Consider the updated script run_regressor_evaluation.py.
The result type we used in the previous step is a low-level data structure (a pandas DataFrame), from which important information is inconvenient to retrieve. In particular, retrieving the name of the best model from the data frame was not straightforward.
In this step, we thus introduce an abstraction for the evaluation result, which makes the retrieval more convenient.
- We still have access to the data frame and can print it for reporting purposes.
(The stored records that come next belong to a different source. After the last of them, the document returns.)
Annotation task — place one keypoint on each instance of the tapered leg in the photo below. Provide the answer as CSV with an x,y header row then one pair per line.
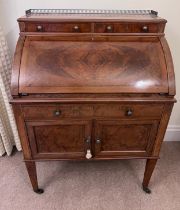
x,y
150,165
31,168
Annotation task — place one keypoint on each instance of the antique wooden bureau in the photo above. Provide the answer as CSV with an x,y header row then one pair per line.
x,y
92,84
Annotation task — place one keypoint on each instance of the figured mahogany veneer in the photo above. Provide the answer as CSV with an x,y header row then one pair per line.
x,y
92,87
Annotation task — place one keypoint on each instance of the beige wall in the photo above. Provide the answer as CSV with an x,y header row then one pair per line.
x,y
10,10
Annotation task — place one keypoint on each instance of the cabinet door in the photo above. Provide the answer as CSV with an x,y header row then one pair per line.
x,y
65,139
131,138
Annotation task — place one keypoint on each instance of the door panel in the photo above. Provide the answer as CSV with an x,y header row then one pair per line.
x,y
125,138
59,139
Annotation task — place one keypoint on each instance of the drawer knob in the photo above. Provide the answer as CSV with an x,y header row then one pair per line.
x,y
129,112
39,28
57,112
88,140
88,154
145,29
98,141
109,28
76,28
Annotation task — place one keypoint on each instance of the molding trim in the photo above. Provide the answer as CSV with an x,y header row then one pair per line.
x,y
172,133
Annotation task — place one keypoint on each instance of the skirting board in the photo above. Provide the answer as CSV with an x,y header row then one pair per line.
x,y
172,133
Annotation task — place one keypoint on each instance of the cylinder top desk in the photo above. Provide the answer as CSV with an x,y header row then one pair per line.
x,y
92,85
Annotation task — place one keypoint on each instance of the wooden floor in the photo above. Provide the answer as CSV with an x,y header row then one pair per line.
x,y
103,185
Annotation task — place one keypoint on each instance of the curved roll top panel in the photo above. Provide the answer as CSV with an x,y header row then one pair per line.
x,y
124,65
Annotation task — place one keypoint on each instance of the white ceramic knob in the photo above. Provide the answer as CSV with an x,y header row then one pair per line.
x,y
88,154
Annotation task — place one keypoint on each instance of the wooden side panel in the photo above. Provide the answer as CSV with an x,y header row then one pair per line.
x,y
16,66
22,132
162,129
170,66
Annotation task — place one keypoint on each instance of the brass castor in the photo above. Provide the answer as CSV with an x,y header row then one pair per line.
x,y
39,191
146,190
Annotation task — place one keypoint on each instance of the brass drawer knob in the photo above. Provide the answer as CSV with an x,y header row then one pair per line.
x,y
145,29
129,112
98,141
109,28
39,28
57,113
76,28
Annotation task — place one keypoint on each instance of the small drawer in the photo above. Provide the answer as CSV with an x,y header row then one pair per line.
x,y
127,28
128,111
54,112
58,27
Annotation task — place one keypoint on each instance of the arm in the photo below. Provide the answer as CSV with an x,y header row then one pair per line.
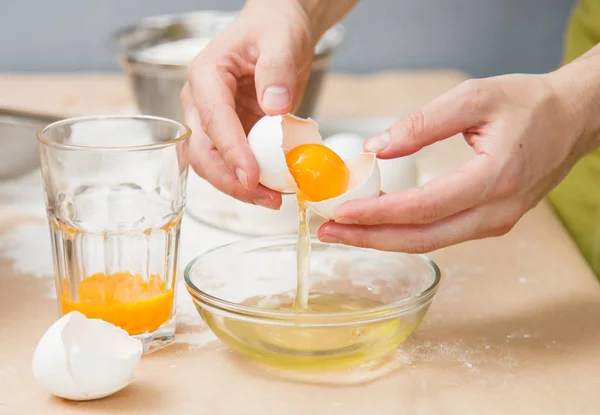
x,y
526,131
- In addition, we can now retrieve the name of the best model (via method
get_best_model_name
) as well as the metric value it achieved (via methodget_best_metric_value
).
This concludes our case study. Notice that
-
Our evaluation code can now be flexibly parametrised; we could change the split parameters and the metrics being used very easily.
metrics = [MetricR2(), MetricMeanAbsError(), MetricRelFreqErrorWithin(10)] ev = ModelEvaluation(X_scaled, y, metrics, test_size=0.2, random_seed=23)
-
The evaluation abstraction is a reusable component, and so are the metrics. We could use them in completely different contexts going forward (e.g. a hyperparameter optimisation).
-
The classes we introduced represent meaningful concepts in our domain. Each class has a well-defined purpose and is reasonably concise, making it easy to maintain.